This looks pretty good!

Now let's look at each of the different concentration distributions to get a sense of the cell-to-cell variability of each input-output function.

In [15]:
concentrations = df_filt.IPTG_uM.unique()
colors = sns.color_palette("Blues_r", len(concentrations))

fig, ax = plt.subplots(2, 1, figsize=(4, 4), sharex=True)

# Set the nice scientific notation for the y axis of the histograms
ax[0].yaxis.set_major_formatter(
    mpl.ticker.ScalarFormatter(useMathText=True, useOffset=False)
)
ax[0].xaxis.set_major_formatter(
    mpl.ticker.ScalarFormatter(useMathText=True, useOffset=False)
)

# Group data frame by concentration
df_group = df_filt[df_filt.rbs == "RBS1027"].groupby("IPTG_uM")

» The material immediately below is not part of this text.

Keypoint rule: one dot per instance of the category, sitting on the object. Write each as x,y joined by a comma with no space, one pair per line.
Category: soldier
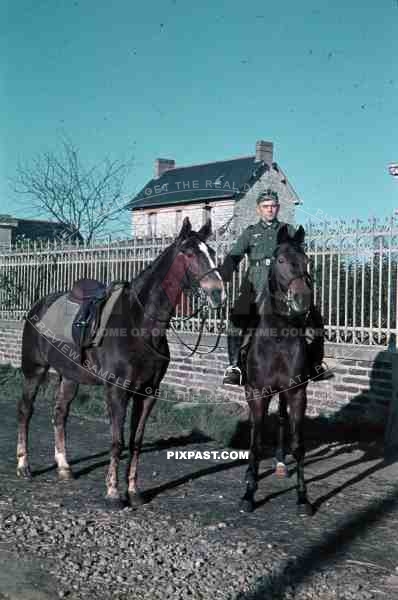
259,242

# initialize counter for colors
i = 0
mean_fl = []
for c, data in df_group:
    mean_int = data.mean_intensity
    mean_fl.append(mean_int.mean())
    # Histogram plot
    n, bins, patches = ax[0].hist(
        mean_int,
        30,
        density=1,
        histtype="stepfilled",
        alpha=0.4,
        label=str(c) + r" $\mu$M",
        facecolor=colors[i],
        linewidth=1,
    )
    n, bins, patches = ax[0].hist(
        mean_int,
        30,
        density=1,
        histtype="stepfilled",
        label="",
        edgecolor="k",
        linewidth=1.5,
        facecolor="none",
    )
    # ECDF Plot
    x, y = ecdf(mean_int)
    ax[1].plot(x, y, ".", label=str(c) + r" $\mu$M", color=colors[i])

    # Increase counter
    i += 1

# Declare color map for legend
cmap = plt.cm.get_cmap("Blues_r", len(concentrations))
bounds = np.linspace(0, len(concentrations), len(concentrations) + 1)

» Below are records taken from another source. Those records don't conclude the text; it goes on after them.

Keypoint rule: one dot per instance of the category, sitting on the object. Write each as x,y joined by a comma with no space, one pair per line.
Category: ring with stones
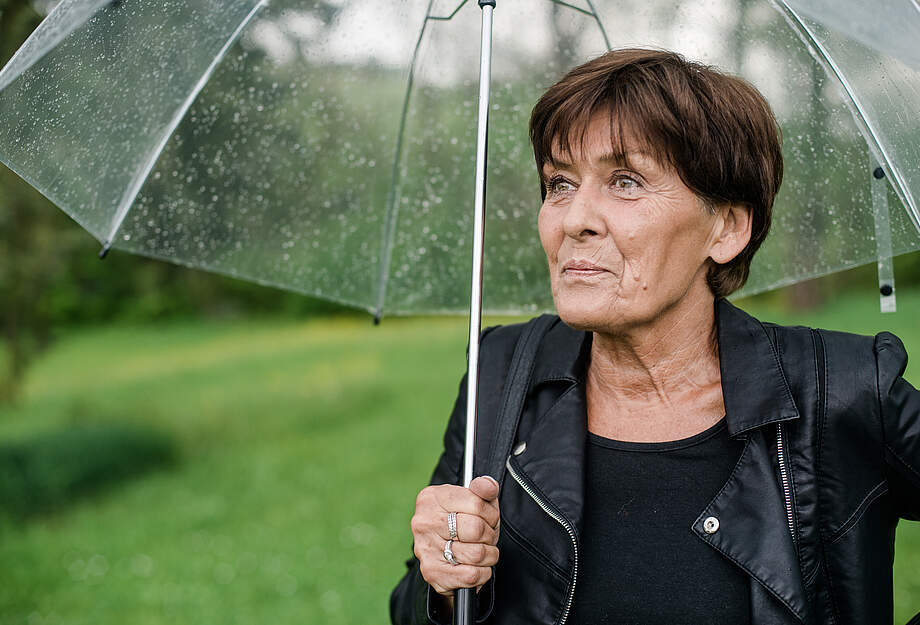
448,554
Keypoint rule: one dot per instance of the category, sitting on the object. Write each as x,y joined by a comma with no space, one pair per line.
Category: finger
452,577
475,554
470,529
465,501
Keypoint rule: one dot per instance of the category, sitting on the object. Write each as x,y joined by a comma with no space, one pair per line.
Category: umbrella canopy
327,147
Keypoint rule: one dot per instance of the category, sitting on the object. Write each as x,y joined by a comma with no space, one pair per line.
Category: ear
731,233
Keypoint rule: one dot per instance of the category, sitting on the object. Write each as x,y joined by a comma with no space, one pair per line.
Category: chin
589,315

# # Plot a little triangle indicating the mean of each distribution
mean_plot = ax[0].scatter(
    mean_fl,
    [0.018] * len(mean_fl),
    marker="v",
    s=200,
    c=np.arange(len(mean_fl)),
    cmap=cmap,
    edgecolor="k",
    linewidth=1.5,
)
# Generate a colorbar with the concentrations
cbar_ax = fig.add_axes([0.95, 0.25, 0.03, 0.5])
cbar = fig.colorbar(mean_plot, cax=cbar_ax)
cbar.ax.get_yaxis().set_ticks([])
for j, c in enumerate(concentrations):
    if c == 0.1:
        c = str(c)
    else:
        c = str(int(c))
    cbar.ax.text(
        1,
        j / len(concentrations) + 1 / (2 * len(concentrations)),
        c,
        ha="left",
        va="center",
        transform=cbar_ax.transAxes,
        fontsize=8,
    )
cbar.ax.get_yaxis().labelpad = 35
cbar.set_label(r"[inducer] ($\mu$M)")

ax[0].set_ylim(bottom=0, top=0.02)
ax[0].set_ylabel("probability")
ax[0].ticklabel_format(style="sci", axis="y", scilimits=(0, 0))

ax[1].margins(0.02)
ax[1].set_xlabel("fluorescence (a.u.)")
ax[1].set_ylabel("ECDF")

plt.figtext(0.0, 0.9, "(A)", fontsize=12)
plt.figtext(0.0, 0.46, "(B)", fontsize=12)

plt.subplots_adjust(hspace=0.06)

This looks very good. We can now take these single-cell intensity values to the next steps of the analysis pipeline!